Resolute Resolutions

I’m not the type of person to make resolutions when a new year comes. It’s not that I have anything against self-improvement. It’s not like I don’t want to be a better person. I don’t hold anything against others making resolution, but I’ve just grown a little jaded about resolutions over time. It’s almost as if we make resolutions simply to break them, and we make these resolutions with full knowledge that we will not keep them. Some resolutions, however, are worth keeping, and we don’t have to look any farther than our Bibles to find a few.

Resolute Examples

We see, in Daniel 1:8, that Daniel resolves to eat no unclean food while in captivity. Even though he is away from the temple, away from many of his peers, away from the priests and Levites, he resolves to do what is right in God’s eyes. This pattern then continues throughout the rest of his life.

Think also of Joshua, in Joshua 24:14-15, challenging the people of Israel to choose their allegiance between Jehovah and other gods. Joshua is resolute in his faith, and his example impacts his entire generation and the one to come after him.

In Acts 19:21, Paul resolves to go to Jerusalem despite the trials that will face him there. He purposes in his heart that this is the path he will take. Again, his resolute nature impacts many more than himself.

Being Truly Resolved

We should be resolute  followers of Christ, but our resolutions cannot be lip-service. Simply making the statement does not make us follow it. Nor can we be purposeful because of peer pressure, for we cannot maintain a resolution if we lack individual commitment. If we are to serve God the way He deserves to be served, it takes a sincere determination of will that we will put our all into working for our God.

How could Daniel keep himself pure in God’s eyes despite all the ungodly influences around him? He and his companions could maintain their faith because they were determined to do so. Joshua, as well, sincerely wanted to serve God despite the seemingly insurmountable challenges associated with that service. Paul, Peter, Timothy, Titus – determination of will is what separates them from the pretenders of their day.

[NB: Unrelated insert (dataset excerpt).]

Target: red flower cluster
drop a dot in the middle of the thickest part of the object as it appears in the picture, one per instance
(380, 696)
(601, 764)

We should so want to do what is right. We need to be determined and we need a heart willing to sacrifice for that resoluteness.  Paul, in Romans 12:1-2, speaks of spiritual service in terms of sacrifice, holiness, transformation, renewal, and proving. Long before Daniel, Joshua, or Paul demonstrated their own spiritual resoluteness, they had particular mindsets. We need to change our minds to be followers of God. Colossians 3:2 tells us to set our minds on things above, for we have died to all else. Philippians 2:5 simply calls on us to have the mind of Christ. When we set our minds to be like His, we can do anything.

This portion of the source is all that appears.